The two clinical trials evaluated the effectiveness of macitentan in patients with systemic sclerosis (SSc), a chronic multisystem autoimmune disease that affects the connective tissues of the skin and several internal organs. Between 35 percent and 68 percent of SSc patients end up developing disabling digital ulcers, or open sores on the fingertips, due to poor blood flow associated with scleroderma, according to a news release.

Between January 2012 and February 2014, the studies — DUAL-1 and DUAL-2 — assessed the use of macitentan in more than 500 patients with systemic sclerosis and active digital ulcers. In each, participants were randomly assigned to receive either 3 mg or 10 mg of macitentan, or placebo, once a day, and stratified depending on the number of digital ulcers evident at baseline.

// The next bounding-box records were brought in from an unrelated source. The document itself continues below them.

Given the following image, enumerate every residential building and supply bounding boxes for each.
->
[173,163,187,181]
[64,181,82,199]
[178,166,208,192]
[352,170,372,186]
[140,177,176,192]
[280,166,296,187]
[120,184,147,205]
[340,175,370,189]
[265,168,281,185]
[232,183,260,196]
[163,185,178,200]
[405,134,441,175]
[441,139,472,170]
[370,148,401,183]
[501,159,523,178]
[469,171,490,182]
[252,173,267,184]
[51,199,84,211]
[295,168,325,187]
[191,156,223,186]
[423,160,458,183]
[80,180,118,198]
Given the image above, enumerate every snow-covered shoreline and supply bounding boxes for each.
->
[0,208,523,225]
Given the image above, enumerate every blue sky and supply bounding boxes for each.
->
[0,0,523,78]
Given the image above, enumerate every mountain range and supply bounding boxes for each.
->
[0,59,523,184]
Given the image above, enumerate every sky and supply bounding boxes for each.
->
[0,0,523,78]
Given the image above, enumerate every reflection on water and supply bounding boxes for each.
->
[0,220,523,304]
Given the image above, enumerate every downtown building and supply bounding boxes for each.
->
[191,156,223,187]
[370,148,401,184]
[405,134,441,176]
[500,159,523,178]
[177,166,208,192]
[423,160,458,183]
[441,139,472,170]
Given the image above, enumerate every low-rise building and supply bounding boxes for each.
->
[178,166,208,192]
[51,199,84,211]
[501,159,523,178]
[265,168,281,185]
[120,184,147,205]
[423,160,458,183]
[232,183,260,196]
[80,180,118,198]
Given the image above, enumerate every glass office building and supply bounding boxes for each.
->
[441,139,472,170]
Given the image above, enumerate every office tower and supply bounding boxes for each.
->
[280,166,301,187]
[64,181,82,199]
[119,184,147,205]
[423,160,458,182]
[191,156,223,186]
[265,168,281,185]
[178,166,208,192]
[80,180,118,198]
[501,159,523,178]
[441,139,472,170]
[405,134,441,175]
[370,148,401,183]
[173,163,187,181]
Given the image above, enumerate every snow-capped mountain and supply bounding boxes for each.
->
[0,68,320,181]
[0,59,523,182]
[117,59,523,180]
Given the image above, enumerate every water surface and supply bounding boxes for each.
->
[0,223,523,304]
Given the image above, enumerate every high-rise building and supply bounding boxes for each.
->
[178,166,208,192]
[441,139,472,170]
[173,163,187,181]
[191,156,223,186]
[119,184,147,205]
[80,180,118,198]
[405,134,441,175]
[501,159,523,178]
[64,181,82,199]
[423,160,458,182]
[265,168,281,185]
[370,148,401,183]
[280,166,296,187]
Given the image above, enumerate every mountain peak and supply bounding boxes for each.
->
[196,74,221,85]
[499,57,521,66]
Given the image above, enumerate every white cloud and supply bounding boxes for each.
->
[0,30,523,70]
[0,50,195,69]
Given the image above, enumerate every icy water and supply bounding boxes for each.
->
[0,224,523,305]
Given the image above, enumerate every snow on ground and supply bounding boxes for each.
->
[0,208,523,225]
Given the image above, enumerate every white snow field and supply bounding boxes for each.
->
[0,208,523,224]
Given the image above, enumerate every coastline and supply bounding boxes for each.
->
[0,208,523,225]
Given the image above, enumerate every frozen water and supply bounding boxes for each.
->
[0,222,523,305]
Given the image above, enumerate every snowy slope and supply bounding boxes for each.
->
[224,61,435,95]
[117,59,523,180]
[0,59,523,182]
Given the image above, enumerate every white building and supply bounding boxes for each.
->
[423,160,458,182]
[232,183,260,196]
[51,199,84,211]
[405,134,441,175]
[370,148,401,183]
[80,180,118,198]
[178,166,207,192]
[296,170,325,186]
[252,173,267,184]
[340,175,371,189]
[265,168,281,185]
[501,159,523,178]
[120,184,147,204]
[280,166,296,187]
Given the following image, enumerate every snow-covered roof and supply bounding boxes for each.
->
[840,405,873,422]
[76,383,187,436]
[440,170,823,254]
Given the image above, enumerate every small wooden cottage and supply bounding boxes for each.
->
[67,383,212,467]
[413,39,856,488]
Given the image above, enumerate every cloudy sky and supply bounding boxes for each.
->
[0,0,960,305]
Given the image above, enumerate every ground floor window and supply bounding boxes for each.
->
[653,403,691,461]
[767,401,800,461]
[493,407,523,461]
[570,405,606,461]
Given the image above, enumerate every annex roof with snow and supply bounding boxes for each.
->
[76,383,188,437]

Trial results, the researchers wrote in their article, showed that “treatment with macitentan did not reduce new digital ulcers over 16 weeks. These results do not support the use of macitentan for the treatment of digital ulcers in this patient population.”

Adverse events, which were reported to include headache, peripheral edema, skin ulcer, anemia, upper respiratory tract infection, diarrhea, and nasopharyngitis, also occurred more often in patients under macitentan treatment than in those receiving placebo.

Macitentan was approved by the U.S. Food and Drug Administration (FDA) to treat pulmonary arterial hypertension (PAH) in 2013. It is available under the brand name Opsumit, produced by Actelion.